Dr. Thawani studies how so-called “selfish DNA” elements copy and paste themselves within the human genome. Using advanced methods such as cryo-electron microscopy to reveal the atomic structures of various molecules associated with these selfish elements, she aims to delineate their mechanism of mobility. She is also interested in understanding how selfish DNA elements are recognized and silenced within the human genome. Dr. Thawani plans to harness these discoveries to engineer new genome editing technologies to precisely insert large genes at user-specified sites in a variety of human cell types. This general technology will translate directly into new gene therapy tools that will enable treatment of loss-of-function genetic diseases, including many cancer types, and provide a path to improving CAR-T therapies for blood cancers.

Dr. Chen’s research aims to harness a common skin-colonizing bacterium, present on all our skin, to train the immune system to attack cancer without causing infection or inflammation. This process is known to occur—notably, across an intact skin barrier—but its mechanism is not well understood. Dr. Chen is investigating which skin cells sense these bacteria and transmit the signal to immune cells, and why the immune cells that respond are so effective at killing cancer. Ultimately, she intends to develop a new type of cancer vaccine using engineered skin bacteria to activate immune cells to effectively target and destroy tumors. While the project’s current focus is melanoma, the goal is to apply this therapeutic approach across cancer types.
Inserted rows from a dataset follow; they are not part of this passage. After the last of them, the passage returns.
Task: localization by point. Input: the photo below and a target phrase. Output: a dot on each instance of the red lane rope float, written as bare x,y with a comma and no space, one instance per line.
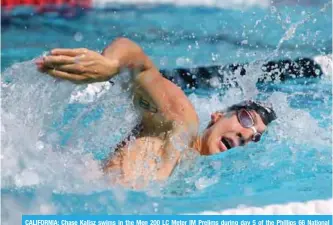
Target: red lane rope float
45,5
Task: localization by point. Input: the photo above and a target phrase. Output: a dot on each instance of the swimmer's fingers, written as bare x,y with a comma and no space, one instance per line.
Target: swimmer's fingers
72,68
68,76
69,52
51,61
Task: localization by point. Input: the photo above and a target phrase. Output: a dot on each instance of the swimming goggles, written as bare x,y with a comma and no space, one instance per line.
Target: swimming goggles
247,121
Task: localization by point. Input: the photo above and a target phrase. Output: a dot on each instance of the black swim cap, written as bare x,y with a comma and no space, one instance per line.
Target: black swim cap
266,113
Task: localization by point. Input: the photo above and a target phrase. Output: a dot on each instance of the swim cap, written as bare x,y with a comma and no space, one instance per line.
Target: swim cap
266,112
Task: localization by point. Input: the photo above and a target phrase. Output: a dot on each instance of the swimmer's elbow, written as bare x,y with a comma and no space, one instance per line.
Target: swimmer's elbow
133,56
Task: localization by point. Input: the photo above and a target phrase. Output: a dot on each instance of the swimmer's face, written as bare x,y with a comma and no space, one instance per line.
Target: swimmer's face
225,132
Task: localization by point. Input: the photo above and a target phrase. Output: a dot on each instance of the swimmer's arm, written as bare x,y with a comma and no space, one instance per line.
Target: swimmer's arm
86,66
82,65
153,93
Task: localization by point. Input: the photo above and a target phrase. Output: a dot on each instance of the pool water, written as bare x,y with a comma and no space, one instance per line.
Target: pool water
53,140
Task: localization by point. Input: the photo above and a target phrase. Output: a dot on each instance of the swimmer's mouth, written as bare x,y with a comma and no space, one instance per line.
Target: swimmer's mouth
227,142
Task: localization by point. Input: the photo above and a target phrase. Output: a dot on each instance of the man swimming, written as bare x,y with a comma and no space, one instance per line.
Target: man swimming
169,121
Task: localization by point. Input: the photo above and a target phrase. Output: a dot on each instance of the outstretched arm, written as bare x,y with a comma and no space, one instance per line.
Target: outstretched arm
161,99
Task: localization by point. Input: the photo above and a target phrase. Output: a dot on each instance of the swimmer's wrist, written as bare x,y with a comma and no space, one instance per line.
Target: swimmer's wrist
114,68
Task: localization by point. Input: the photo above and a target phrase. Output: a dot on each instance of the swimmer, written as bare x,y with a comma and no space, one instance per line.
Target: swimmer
169,121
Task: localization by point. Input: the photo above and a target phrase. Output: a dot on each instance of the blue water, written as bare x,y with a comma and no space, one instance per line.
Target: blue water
292,163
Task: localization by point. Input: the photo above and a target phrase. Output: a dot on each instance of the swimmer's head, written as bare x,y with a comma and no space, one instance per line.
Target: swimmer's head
236,126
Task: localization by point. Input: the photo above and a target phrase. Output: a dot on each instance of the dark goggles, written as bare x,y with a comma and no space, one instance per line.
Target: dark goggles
246,120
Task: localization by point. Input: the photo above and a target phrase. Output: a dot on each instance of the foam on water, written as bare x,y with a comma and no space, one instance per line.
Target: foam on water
209,3
54,133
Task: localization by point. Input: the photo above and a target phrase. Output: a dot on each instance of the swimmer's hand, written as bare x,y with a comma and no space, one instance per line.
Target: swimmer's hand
78,65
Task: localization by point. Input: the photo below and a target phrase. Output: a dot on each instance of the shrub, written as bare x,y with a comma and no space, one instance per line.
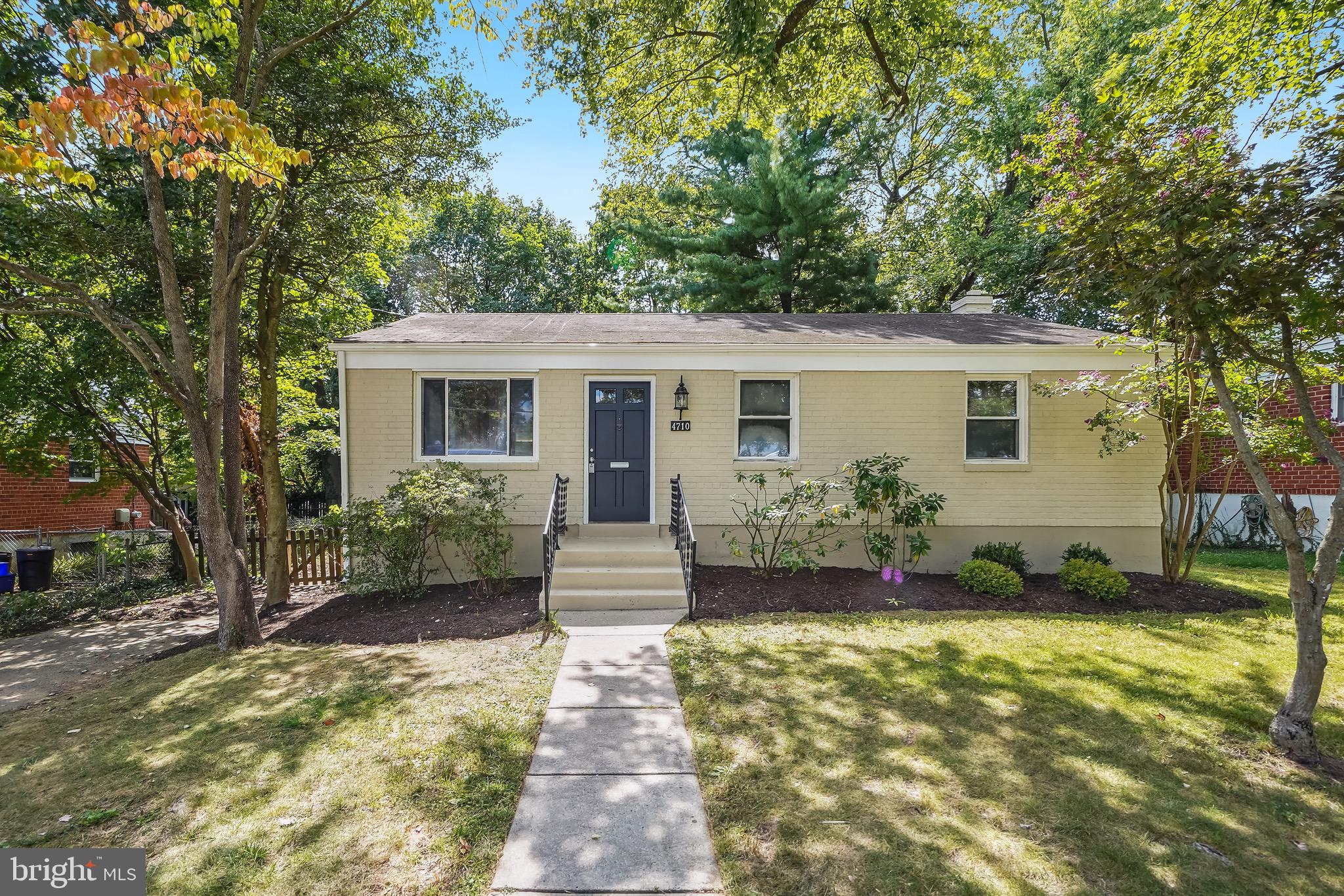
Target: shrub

Emerging evidence underscores the profound impact of the gut microbiome, a collection of microorganisms within our digestive system, on cancer. These microorganisms collectively generate various metabolites that can significantly influence cancer progression and treatment outcomes. Dr. Zeng [Fraternal Order of Eagles Fellow] is employing synthetic communities and mouse cancer models to delve into the intricate connections between cancer and the microbiome. His synthetic communities, comprised of over 100 strains, allow for precise manipulation of the microbiome to elucidate the role of specific microbial metabolites in cancer. Additionally, Dr. Zeng is studying community-scale metabolism and using genetically edited strains to design synthetic communities with desired metabolic profiles. These approaches will gain valuable insights into microbiome-cancer interactions and establish a broadly applicable strategy to harness the therapeutic potential of gut microbiome. Dr. Zeng received his PhD from Princeton University, Princeton and his BS from Tsinghua University, Beijing.

Hematopoietic stem cells, which are found in the bone marrow and give rise to all other blood cells, maintain lifelong blood production and immune function. Due to their remarkable ability to regenerate the entire blood system, medical uses of HSCs have provided cures for many previously incurable diseases, including blood cancers. However, several unanswered questions limit our ability to full harness their therapeutic potential for cancer treatment. What regulates HSC regeneration? Why does their function decline with age? How does HSC behavior vary in healthy individuals? Using cutting-edge single-cell analyses and computational biology, Dr. Gao [HHMI Fellow] aims to identify the molecular and cellular factors involved in HSC regeneration, as well as possible targets for enhancing their regenerative potential. This work could enable significant improvements in stem cell-based therapies for cancer treatment. Dr. Gao received his PhD from Harvard University, Cambridge and his BS from Washington University, St. Louis.